Mlo, a modulator of plant defense and cell death, is a novel calmodulin-binding protein. Isolation and characterization of a rice Mlo homologue.

Transient influx of Ca(2+) constitutes an early event in the signaling cascades that trigger plant defense responses. However, the downstream components of defense-associated Ca(2+) signaling are largely unknown. Because Ca(2+) signals are mediated by Ca(2+)-binding proteins, including calmodulin (CaM), identification and characterization of CaM-binding proteins elicited by pathogens should provide insights into the mechanism by which Ca(2+) regulates defense responses. In this study, we isolated a gene encoding rice Mlo (Oryza sativa Mlo; OsMlo) using a protein-protein interaction-based screening of a cDNA expression library constructed from pathogen-elicited rice suspension cells. OsMlo has a molecular mass of 62 kDa and shares 65% sequence identity and scaffold topology with barley Mlo, a heptahelical transmembrane protein known to function as a negative regulator of broad spectrum disease resistance and leaf cell death. By using gel overlay assays, we showed that OsMlo produced in Escherichia coli binds to soybean CaM isoform-1 (SCaM-1) in a Ca(2+)-dependent manner. We located a 20-amino acid CaM-binding domain (CaMBD) in the OsMlo C-terminal cytoplasmic tail that is necessary and sufficient for Ca(2+)-dependent CaM complex formation. Specific binding of the conserved CaMBD to CaM was corroborated by site-directed mutagenesis, a gel mobility shift assay, and a competition assay with a Ca(2+)/CaM-dependent enzyme. Expression of OsMlo was strongly induced by a fungal pathogen and by plant defense signaling molecules. We propose that binding of Ca(2+)-loaded CaM to the C-terminal tail may be a common feature of Mlo proteins.

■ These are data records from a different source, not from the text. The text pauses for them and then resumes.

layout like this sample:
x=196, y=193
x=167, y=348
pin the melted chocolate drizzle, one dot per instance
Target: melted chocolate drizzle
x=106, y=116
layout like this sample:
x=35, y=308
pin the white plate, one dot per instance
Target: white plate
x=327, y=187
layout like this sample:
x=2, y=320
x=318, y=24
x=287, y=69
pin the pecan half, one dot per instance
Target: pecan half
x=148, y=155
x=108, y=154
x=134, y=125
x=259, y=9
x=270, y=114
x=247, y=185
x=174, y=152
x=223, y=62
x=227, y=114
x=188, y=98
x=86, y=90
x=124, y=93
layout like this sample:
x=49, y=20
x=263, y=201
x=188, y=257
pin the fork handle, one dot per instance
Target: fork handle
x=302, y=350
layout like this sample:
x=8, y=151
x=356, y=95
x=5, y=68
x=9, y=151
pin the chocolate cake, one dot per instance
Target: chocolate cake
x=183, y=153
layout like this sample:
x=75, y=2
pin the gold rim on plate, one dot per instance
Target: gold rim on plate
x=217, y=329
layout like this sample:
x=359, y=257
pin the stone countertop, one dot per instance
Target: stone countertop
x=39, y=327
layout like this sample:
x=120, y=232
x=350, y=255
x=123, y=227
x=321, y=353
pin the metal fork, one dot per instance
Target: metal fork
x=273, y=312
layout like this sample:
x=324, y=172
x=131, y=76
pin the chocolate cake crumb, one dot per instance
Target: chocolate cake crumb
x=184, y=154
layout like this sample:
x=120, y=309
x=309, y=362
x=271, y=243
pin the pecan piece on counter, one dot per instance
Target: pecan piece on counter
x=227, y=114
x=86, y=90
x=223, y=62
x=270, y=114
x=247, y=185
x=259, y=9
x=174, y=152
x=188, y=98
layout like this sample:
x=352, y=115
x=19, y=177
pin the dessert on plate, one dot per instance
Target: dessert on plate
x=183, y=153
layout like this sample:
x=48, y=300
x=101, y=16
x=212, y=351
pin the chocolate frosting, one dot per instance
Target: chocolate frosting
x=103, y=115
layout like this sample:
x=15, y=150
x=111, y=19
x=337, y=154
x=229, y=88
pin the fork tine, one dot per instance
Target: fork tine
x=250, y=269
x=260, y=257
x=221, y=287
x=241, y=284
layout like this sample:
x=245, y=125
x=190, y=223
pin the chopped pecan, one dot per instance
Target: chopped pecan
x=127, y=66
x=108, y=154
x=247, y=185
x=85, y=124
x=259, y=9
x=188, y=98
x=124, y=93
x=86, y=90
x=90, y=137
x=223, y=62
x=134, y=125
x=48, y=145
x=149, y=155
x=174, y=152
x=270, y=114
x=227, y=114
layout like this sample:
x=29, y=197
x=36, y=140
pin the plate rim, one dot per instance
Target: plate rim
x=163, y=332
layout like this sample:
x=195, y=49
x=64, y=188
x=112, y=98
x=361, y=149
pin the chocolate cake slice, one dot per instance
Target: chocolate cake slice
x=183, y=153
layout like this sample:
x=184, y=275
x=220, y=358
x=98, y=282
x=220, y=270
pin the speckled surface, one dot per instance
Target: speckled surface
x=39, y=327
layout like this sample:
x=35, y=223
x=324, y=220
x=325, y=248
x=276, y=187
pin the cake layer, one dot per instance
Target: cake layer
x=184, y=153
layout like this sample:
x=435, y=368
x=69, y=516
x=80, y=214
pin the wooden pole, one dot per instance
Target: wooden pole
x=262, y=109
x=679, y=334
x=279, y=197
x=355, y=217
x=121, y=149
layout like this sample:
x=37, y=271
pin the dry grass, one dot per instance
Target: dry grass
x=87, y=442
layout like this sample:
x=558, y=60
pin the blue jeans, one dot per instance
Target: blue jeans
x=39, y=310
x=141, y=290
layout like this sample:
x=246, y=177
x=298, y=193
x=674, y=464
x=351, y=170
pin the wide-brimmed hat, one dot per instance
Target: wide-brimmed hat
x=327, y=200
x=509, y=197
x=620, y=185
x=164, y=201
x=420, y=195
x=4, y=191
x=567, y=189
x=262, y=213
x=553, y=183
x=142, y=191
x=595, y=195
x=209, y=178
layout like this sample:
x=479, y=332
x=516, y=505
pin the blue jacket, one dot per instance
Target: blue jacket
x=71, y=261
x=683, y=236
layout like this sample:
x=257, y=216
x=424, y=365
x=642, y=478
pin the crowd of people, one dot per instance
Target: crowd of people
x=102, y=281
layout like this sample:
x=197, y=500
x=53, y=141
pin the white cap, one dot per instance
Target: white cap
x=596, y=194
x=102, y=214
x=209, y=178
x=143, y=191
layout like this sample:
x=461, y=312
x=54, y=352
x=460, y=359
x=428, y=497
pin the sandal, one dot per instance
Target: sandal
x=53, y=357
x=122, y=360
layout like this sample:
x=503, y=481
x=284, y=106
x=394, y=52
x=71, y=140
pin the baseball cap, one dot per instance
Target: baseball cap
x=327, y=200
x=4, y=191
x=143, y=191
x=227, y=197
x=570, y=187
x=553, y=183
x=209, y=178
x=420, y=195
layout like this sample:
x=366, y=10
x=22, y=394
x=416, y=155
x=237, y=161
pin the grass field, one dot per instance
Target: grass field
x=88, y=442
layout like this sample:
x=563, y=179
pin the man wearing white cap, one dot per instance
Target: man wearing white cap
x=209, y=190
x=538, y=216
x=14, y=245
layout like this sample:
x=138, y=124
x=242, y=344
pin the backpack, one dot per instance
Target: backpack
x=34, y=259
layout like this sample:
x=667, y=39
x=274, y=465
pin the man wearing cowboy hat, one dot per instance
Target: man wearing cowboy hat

Identification of calmodulin isoform-specific binding peptides from a phage-displayed random 22-mer peptide library.

Plants express numerous calmodulin (CaM) isoforms that exhibit differential activation or inhibition of CaM-dependent enzymes in vitro; however, their specificities toward target enzyme/protein binding are uncertain. A random peptide library displaying a 22-mer peptide on a bacteriophage surface was constructed to screen peptides that specifically bind to plant CaM isoforms (soybean calmodulin (ScaM)-1 and SCaM-4 were used in this study) in a Ca2+-dependent manner. The deduced amino acid sequence analyses of the respective 80 phage clones that were independently isolated via affinity panning revealed that SCaM isoforms require distinct amino acid sequences for optimal binding. SCaM-1-binding peptides conform to a 1-5-10 ((FILVW)XXX(FILV) XXXX(FILVW)) motif (where X denotes any amino acid), whereas SCaM-4-binding peptide sequences conform to a 1-8-14 ((FILVW)XXXXXX(FAILVW)XXXXX(FILVW)) motif. These motifs are classified based on the positions of conserved hydrophobic residues. To examine their binding properties further, two representative peptides from each of the SCaM isoform-binding sequences were synthesized and analyzed via gel mobility shift assays, Trp fluorescent spectra analyses, and phosphodiesterase competitive inhibition experiments. The results of these studies suggest that SCaM isoforms possess different binding sequences for optimal target interaction, which therefore may provide a molecular basis for CaM isoform-specific function in plants. Furthermore, the isolated peptide sequences may serve not only as useful CaM-binding sequence references but also as potential reagents for studying CaM isoform-specific function in vivo.